Differential gene expression and functional enrichment studies
To identify genes with differential expression in sorted CTC samples relative to primary tumors, normal epithelium, and PB samples, we used ANOVA followed by Tukey analysis with Benjamini-Hochberg (BH) multiple testing correction applied at each step to adjust for potential false discovery (FDR). Genes with a FDR adjusted p value < 0.05 were considered significant. Functional and pathway analysis of differentially expressed genes were carried out with the DAVID functional/pathway enrichment analysis tool [26], using multiple testing corrected p-values that control for false discovery with significance threshold p < 0.05.

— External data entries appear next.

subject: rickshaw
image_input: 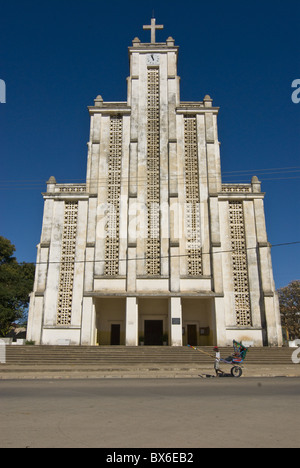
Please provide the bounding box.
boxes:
[188,340,248,378]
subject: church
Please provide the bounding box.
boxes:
[27,18,282,346]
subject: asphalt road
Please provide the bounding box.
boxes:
[0,378,300,449]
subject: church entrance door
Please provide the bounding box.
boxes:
[145,320,164,346]
[110,324,121,346]
[187,325,198,346]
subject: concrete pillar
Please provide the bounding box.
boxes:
[169,297,182,346]
[126,297,139,346]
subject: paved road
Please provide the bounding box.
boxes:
[0,378,300,448]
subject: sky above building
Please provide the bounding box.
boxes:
[0,0,300,288]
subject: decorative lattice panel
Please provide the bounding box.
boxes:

Intrinsic subtype classification
Samples were evaluated for intrinsic subtype using the PAM50 single-sample classification algorithm developed by Parker and Perou [27]. Of the 50 genes in the PAM50 classifier, 21 were identified in the combined, quality filtered dataset (7685 probes), and used for analysis. The 21 genes available for this analysis were BCL2, CDC6, NUF2, CENPF, CEP55, CXXC5, EGFR, ERBB2, ESR1, FGFR4, FOXC1, GRB7, NDC80, KRT14, MYBL2, PTTG1, RRM2, TMEM45B, TYMS, UBE2C, and UBE2T. The remaining 29 genes in the PAM50 were either not present on the cDNA array probe set or did not meet the quality control criteria described above. We used a 90 % confidence interval (CI) in the subtype call to establish that gene expression levels of the 21 genes were correlated to the centroid of the subtype (otherwise the sample was considered unclassified). To assess differential risk of recurrence (ROR ~ P) scores across sample types, we used ANOVA followed by Tukey analysis.
Results
Assay validation using spiked-in breast cancer cells
Our approach to CTC isolation and expression array profiling was first validated using a spiked-in cancer cell line. BT474 cells were spiked into PB or PBS then subjected to IE/FACS; supplemental Fig. 1 shows a representative FACS gating strategy. As a control for the amplification procedure, 500 pg of bulk BT474 RNA was amplified and subjected to cDNA microarray analysis. Expression profiles for all sorted BT474 conditions were similar to the expected BT474 profile (Fig. 1a), which was obtained from non-amplified bulk total RNA analyzed in parallel as a positive control. We previously reported a comparison of amplification techniques at the picogram input level using BT474 as the test cell line [15].
Fig. 1.
Microarray analysis of spiked, sorted cells and controls. Unsupervised hierarchical clustering of six samples of normal PB (red), three samples of amplified (gray), and two samples of unamplified (yellow) BT474 RNA, and four replicates of BT474 cells spiked into blood (blue) or PBS (black) (one sample); a A scaled-down representation of the entire cluster of 8041 genes based on similar gene expression; b An enlarged dendrogram showing the samples; c Gene cluster showing genes that are highly expressed in normal PB; d Gene cluster containing HER2 (Erbb-2); e Gene cluster containing ESR1. Brown, tan and green vertical bars correspond to location of the gene clusters. The color bar scale denotes fold upregulation (red) and fold downregulation (green). f Principal component analysis demonstrated that spiked, sorted BT474 cells are more similar to bulk BT474 RNA than peripheral blood
Unsupervised hierarchical clustering confirmed that all BT474 expression profiles were closely related, regardless of whether the cells were spiked into blood, PBS or were bulk cells derived from cell culture; this was independent of the RNA amplification procedure (Fig. 1a). Profiles of BT474 cells isolated from blood were distinct from that of PB (Fig. 1b), demonstrating that IE/FACS-isolated cells appeared devoid of leukocyte contamination. This approach demonstrated gene clusters that were differentially expressed between BT474 cells and blood. A distinct cluster of genes was observed to be upregulated in blood but not in BT474 cells (Fig. 1c), these included fibrinogen-related procoagulant Fgl2, pleckstrin (platelet and leukocyte C kinase substrate), and DCL1, which is frequently expressed in leukocytes but downregulated in cancers, as it is a tumor suppressor gene. Conversely, genes such as HER2 and ESR1 (ER) (Figs. 1d, e), as expected, were upregulated in BT474 but not in blood.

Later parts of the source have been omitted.